Fatiha Hassouni is the head of the gender equality unit of the Union for the Mediterranean (UMP). Since September 2014, she has been responsible for developing a regional gender equality programme. She spoke to EURACTIV France’s Cécile Barbière.
What role do statistics play in public policy making?
When developing public policy, the first step is to set targets. For example, with regard to employment policies, it will be decided that a measure should benefit two million long-term unemployed people between the ages of 30 and 50.
To achieve these targets, information collection systems (opinion surveys, professional information surveys, etc.) need to be in place to assess the actual impact of policies.
The problem is that official statistics are not collected in a systematic manner. Political and statistical experts should work together but, unfortunately, this is not the case.
What are the challenges in terms of statistics on the issue of gender equality?
It is more difficult to have statistics on women. For example, the agricultural sector employs many women in the South. However, they are part of the informal employment sector, which does not necessarily respect labour laws.
So there are many legal violations in this sector. But this finding is not based on sector-related studies. Everyone knows this reality but it is not supported by official statistics, which means that this issue is not taken into account in public policies in the agricultural sector.
Public policies assume that their effect will be the same on the entire population, that they are “neutral”. As a result, nothing is being done to take into account the needs of women as part of these same policies.

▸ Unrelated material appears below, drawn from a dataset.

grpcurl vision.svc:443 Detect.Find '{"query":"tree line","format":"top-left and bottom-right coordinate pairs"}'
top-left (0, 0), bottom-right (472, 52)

However, this is not true because the impact on women and men is never the same. This is why information collection and statistics are fundamental, as they allow policymakers to redirect their action in the event that it is discriminatory.
This applies to all categories of vulnerable people. Statistics are necessary to ensure that public policy is not discriminatory.
To achieve the Sustainable Development Goals, are there sufficient statistics?
The Sustainable Development Goals (SDGs) must be the international reference for all public policy. Our work at the regional level at the Union for the Mediterranean needs to contribute to this international commitment.
We are a regional body that brings together 43 countries, including the 28 EU member states.
In a ministerial declaration signed in Cairo in 2017, we defined four main objectives in terms of gender equality in the context of the SDGs: improving women’s economic participation through entrepreneurship and access to employment; strengthening access to decision-making positions in the political and economic field, combating all forms of violence against women, and finally eliminating gender stereotypes.
This ministerial meeting is a starting point that will provide an overview of the state of gender equality in the Mediterranean region and measure progress towards international targets.
What is the current state of play?
There is a lack of statistics coming from public entities. Collecting statistics is expensive, time-consuming and complex. This is a problem everywhere, even in Europe, where some countries are doing better than others.
To move forward on this issue, we propose to develop a monitoring mechanism with indicators to assess the commitments made under the SDGs.
We are currently looking at what the needs are and how we can fill the gaps, particularly with the MedStat programme, which is a cooperation programme funded by the EU to support southern and eastern countries in the collection of statistics. The programme supports countries in developing their own statistical tools, which is crucial for them to ensure they make progress on the SDGs.
Statistics is above all a political commitment! It is a necessary but costly investment and it is difficult to convince politicians to include it in the state’s budget. No politician is going to prioritise statistics!
And in addition to the budget issue, collecting statistical information also takes time.